The Norwegian telecoms operator Telenor has denied analyst speculation that the company is planning to exit its loss-making venture in India. The company, which owns nearly 70 per cent of the Indian mobile operator Uninor, is reported to have racked up US$556 million in operating losses, prompting analysts to question the company's ability to become profitable in three years.
While Telenor has denied that it is under any pressure from investors to sell off its interest in Uninor and rethink plans to stick with its long-term plan for India, Uninor currently has less than 1 per cent market share in India's fiercely competitive mobile market.
Regardless of this, Telenor Group regional head Glenn Mandelid said, "Uninor's target is still to secure an 8 per cent market share by 2018 and become cash-flow positive in five years... We are committed to India and our investment in Uninor."

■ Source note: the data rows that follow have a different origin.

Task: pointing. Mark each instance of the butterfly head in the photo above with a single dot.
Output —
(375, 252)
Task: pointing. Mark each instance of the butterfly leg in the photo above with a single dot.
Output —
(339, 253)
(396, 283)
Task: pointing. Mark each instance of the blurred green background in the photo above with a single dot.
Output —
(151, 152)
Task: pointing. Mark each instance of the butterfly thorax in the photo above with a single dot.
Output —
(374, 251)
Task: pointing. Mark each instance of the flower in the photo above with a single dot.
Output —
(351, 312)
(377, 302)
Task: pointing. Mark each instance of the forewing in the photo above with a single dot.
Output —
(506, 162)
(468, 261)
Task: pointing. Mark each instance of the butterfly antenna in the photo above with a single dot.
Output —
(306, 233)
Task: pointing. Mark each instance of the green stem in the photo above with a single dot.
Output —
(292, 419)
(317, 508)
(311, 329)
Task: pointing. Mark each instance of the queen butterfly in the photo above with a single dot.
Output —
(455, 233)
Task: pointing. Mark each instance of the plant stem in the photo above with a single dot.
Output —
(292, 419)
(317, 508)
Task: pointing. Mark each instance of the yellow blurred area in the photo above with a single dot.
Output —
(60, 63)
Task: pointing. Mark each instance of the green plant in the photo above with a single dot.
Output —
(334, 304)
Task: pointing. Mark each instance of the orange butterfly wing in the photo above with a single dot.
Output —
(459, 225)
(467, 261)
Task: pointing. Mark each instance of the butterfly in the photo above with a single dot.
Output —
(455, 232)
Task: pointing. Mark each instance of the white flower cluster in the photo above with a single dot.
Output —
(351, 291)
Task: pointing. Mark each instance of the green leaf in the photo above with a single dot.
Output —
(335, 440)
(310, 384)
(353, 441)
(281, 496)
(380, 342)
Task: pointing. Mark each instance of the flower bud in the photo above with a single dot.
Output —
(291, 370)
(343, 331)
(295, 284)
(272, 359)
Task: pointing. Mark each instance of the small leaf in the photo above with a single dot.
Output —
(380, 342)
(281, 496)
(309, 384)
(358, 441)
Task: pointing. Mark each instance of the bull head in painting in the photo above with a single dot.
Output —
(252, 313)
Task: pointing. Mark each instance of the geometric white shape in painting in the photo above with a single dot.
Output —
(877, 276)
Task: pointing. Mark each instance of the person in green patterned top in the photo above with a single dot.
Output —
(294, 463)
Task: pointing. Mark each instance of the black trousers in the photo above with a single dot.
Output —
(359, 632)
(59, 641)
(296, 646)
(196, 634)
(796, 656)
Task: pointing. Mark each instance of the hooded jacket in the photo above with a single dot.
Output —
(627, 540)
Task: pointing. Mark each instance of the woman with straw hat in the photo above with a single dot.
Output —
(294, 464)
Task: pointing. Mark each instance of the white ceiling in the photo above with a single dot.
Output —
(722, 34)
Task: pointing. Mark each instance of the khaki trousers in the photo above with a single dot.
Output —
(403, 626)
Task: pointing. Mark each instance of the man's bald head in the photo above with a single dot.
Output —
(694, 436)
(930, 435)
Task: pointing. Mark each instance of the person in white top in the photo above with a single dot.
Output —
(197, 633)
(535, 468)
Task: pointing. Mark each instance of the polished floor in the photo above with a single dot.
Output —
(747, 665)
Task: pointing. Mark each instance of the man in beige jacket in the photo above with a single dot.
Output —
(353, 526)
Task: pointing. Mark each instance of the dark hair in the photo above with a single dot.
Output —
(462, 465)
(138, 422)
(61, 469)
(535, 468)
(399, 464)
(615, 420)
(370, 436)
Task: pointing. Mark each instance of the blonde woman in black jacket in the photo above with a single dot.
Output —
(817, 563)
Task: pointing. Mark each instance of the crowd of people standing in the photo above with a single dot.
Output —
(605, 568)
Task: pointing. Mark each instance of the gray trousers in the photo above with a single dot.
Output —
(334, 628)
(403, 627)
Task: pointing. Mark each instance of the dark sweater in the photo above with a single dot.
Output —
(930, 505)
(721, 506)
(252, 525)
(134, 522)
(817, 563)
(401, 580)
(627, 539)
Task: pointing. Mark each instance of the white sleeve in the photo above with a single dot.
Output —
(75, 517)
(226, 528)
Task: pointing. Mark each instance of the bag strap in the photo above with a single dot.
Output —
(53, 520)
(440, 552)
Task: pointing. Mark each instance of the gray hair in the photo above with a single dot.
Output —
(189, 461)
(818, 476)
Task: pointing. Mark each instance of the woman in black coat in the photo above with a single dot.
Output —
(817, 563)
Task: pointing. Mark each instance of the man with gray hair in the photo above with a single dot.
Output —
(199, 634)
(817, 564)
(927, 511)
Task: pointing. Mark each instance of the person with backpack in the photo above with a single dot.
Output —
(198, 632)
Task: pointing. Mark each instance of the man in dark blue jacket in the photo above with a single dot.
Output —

However, recent studies into the Indian tariff wars indicate that ARPUs have dropped significantly, making Telenor's earlier guidance irrelevant.
Uninor, which launched its first service in December 2009, now provides coverage to 13 regions in India. Some observers believe that consolidation will happen in the next 12 to 18 months among the 15 operators that presently provide mobile services in the country.
Earlier this year, Uninor accepted the resignation of Stein-Erik Vellan as MD, who was transferred back to a post within Telenor. Sigve Brekke, head of Telenor Asia Region, took over the CEO role at the company.